Six people have now been confirmed dead while eight remain missing after a volcano erupted upon a group of tourists in New Zealand on Monday, leaving many with “horrific” burns.
Five people died in the initial blast on White Island, while an additional person died Tuesday night at a hospital in Auckland, the Associated Press reported.
Police said in a statement that the victims’ bodies were being transported to Auckland for post-mortems, but that the “severe” nature of their injuries made the identification process difficult.
Meanwhile, 31 people between the ages of 13 and 72 years old remain hospitalized, with 27 of those people having suffered burns to at least 30 percent of their bodies, CNN reported.
Ministry of Health spokesman Pete Watson said that every burn unit in the country is at full capacity, and that medical staff are doing all they can to treat the injuries suffered from the volcanic ash and gas, according to the outlet.
“It’s possible that not all patients will survive,” Watson said.
The eight remaining missing will stay on the island a while longer, as experts have estimated that there is a 50 percent chance of another small eruption within a day, and rescue teams “didn’t want to take any chances,” the AP reported.

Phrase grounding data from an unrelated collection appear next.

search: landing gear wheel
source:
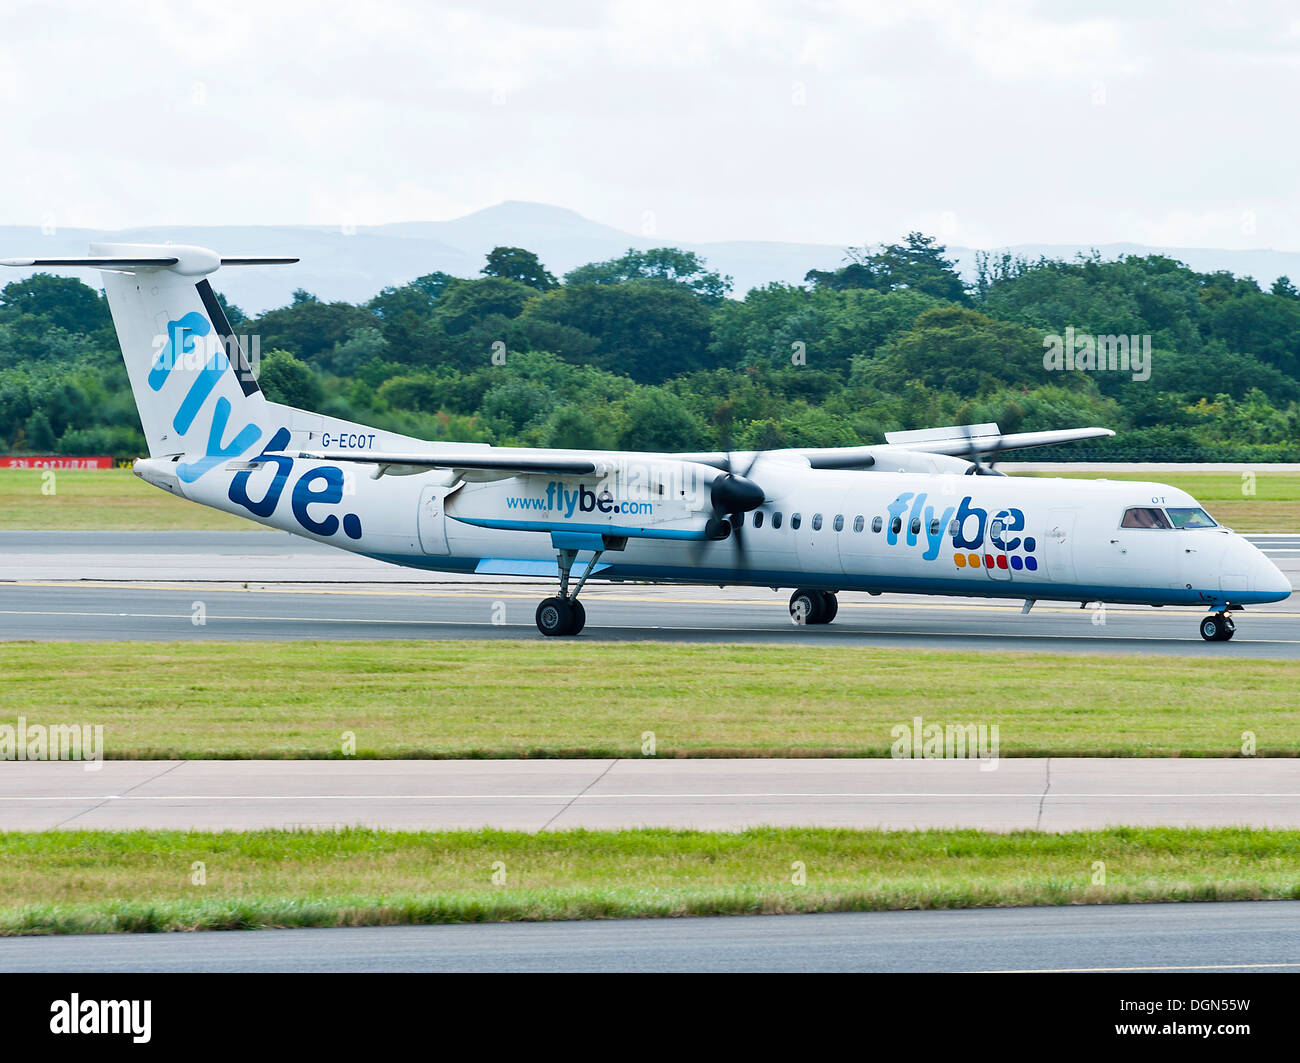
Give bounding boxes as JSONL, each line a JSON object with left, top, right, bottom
{"left": 568, "top": 599, "right": 586, "bottom": 636}
{"left": 818, "top": 591, "right": 839, "bottom": 624}
{"left": 536, "top": 597, "right": 575, "bottom": 637}
{"left": 789, "top": 588, "right": 827, "bottom": 626}
{"left": 1199, "top": 614, "right": 1234, "bottom": 642}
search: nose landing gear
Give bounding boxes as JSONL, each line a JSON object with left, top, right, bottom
{"left": 1199, "top": 613, "right": 1235, "bottom": 642}
{"left": 535, "top": 547, "right": 600, "bottom": 636}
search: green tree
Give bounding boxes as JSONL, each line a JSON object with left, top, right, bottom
{"left": 806, "top": 232, "right": 967, "bottom": 303}
{"left": 0, "top": 274, "right": 110, "bottom": 333}
{"left": 523, "top": 281, "right": 712, "bottom": 383}
{"left": 250, "top": 300, "right": 379, "bottom": 363}
{"left": 257, "top": 349, "right": 324, "bottom": 409}
{"left": 434, "top": 277, "right": 537, "bottom": 336}
{"left": 481, "top": 247, "right": 557, "bottom": 291}
{"left": 617, "top": 388, "right": 704, "bottom": 450}
{"left": 565, "top": 248, "right": 732, "bottom": 302}
{"left": 857, "top": 306, "right": 1078, "bottom": 398}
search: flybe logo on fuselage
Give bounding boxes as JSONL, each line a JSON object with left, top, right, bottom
{"left": 884, "top": 492, "right": 1038, "bottom": 571}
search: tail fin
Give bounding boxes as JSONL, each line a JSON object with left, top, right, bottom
{"left": 2, "top": 244, "right": 296, "bottom": 482}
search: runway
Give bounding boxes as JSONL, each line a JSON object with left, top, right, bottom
{"left": 0, "top": 531, "right": 1295, "bottom": 655}
{"left": 0, "top": 901, "right": 1295, "bottom": 972}
{"left": 4, "top": 758, "right": 1298, "bottom": 831}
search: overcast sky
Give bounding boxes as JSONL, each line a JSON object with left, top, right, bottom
{"left": 2, "top": 0, "right": 1298, "bottom": 251}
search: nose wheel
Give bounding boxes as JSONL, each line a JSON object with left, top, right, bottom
{"left": 535, "top": 548, "right": 598, "bottom": 636}
{"left": 1199, "top": 613, "right": 1235, "bottom": 641}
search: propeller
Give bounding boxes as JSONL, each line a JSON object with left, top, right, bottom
{"left": 961, "top": 423, "right": 1008, "bottom": 477}
{"left": 695, "top": 417, "right": 765, "bottom": 562}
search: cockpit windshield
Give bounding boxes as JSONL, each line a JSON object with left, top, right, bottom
{"left": 1166, "top": 507, "right": 1217, "bottom": 529}
{"left": 1120, "top": 507, "right": 1172, "bottom": 529}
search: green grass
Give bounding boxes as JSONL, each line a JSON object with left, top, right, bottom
{"left": 1023, "top": 470, "right": 1300, "bottom": 532}
{"left": 2, "top": 641, "right": 1298, "bottom": 758}
{"left": 0, "top": 468, "right": 1296, "bottom": 532}
{"left": 0, "top": 468, "right": 254, "bottom": 530}
{"left": 1, "top": 826, "right": 1295, "bottom": 935}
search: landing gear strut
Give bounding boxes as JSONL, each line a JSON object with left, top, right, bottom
{"left": 789, "top": 588, "right": 838, "bottom": 625}
{"left": 535, "top": 548, "right": 601, "bottom": 636}
{"left": 1199, "top": 613, "right": 1235, "bottom": 642}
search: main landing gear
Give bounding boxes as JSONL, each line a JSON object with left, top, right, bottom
{"left": 1199, "top": 612, "right": 1236, "bottom": 642}
{"left": 535, "top": 547, "right": 602, "bottom": 636}
{"left": 789, "top": 588, "right": 838, "bottom": 625}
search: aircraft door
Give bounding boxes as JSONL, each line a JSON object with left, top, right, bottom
{"left": 417, "top": 484, "right": 451, "bottom": 555}
{"left": 1044, "top": 508, "right": 1077, "bottom": 584}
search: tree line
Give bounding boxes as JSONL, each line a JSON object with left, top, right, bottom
{"left": 0, "top": 234, "right": 1297, "bottom": 461}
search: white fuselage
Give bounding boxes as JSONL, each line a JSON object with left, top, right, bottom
{"left": 140, "top": 449, "right": 1291, "bottom": 609}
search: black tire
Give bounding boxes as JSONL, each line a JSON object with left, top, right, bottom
{"left": 819, "top": 591, "right": 839, "bottom": 624}
{"left": 568, "top": 599, "right": 586, "bottom": 636}
{"left": 789, "top": 588, "right": 826, "bottom": 626}
{"left": 1199, "top": 615, "right": 1228, "bottom": 642}
{"left": 536, "top": 597, "right": 574, "bottom": 637}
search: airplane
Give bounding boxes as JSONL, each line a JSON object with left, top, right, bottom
{"left": 3, "top": 243, "right": 1290, "bottom": 642}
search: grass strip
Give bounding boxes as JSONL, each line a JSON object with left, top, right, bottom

Forty-seven people were on the island when the volcano erupted just after 2 p.m., and of those, 38 were traveling with the cruise ship Ovation of the Seas, the New Zealand Herald reported.
Geoff Hopkins was visiting the island and on a boat when the eruption began, prompting him to help deliver first aid to victims he told the Herald were “horrifically burnt.”
Hopkins said his boat pulled multiple survivors on board, and that he and others poured cold water onto their peeling skin.
The first victim has been identified as Hayden Marshall-Inman, a tour operator for White Island Tours, the Herald reported.
“Devastation is an understatement,” Paul Quinn, the company’s chairman, wrote in a statement on Facebook. “This is a terrible tragedy and our thoughts and prayers are with everyone who has been impacted.”
Marshall-Inman’s brother Mark confirmed his death on Facebook, and wrote that Hayden died “doing the one thing he loved,” according to the AP.
Of the 47 people on the island at the time of the blast, nine were from the United States, police said. Twenty-four people were from Australia, two from China, four from Germany, one from Malaysia, five from New Zealand and two from the United Kingdom.
Virginia-based newlyweds Matt and Lauren Urey were among those injured, with Matt’s mother Janet telling news outlets she received a harrowing voicemail from her son informing her of his injuries.
“Terrified. Any horrible emotion you can imagine. I didn’t even listen to the full message,” she told the TODAY show. “I hung up and quickly called back, and at least got to hear his voice that he was at the hospital, but his hands were severely burned. He really couldn’t use the phone.”
Lauren’s mother Barbara Barham said the couple was traveling with the cruise ship, and that she was later told that Lauren was recovering from burns covering 20 percent of her body at a hospital in Auckland, the Washington Post reported.
Barham told PEOPLE on Tuesday she was en route to Auckland.
Matt, meanwhile, was reportedly taken to a different hospital in Christchurch with burns covering about 80 percent of his body.
Barham told the Post she was angry that her daughter and son-in-law were allowed to travel to the island, considering reports that the volcano had ongoing activity just days earlier.
“There’s been warnings about it. … My son-in-law never would have booked the excursion if he knew there was any chance of them being injured,” she said.
Police are investigating, but said it is too early to tell whether there will be a criminal investigation surrounding safety rules on the island, the Herald reported.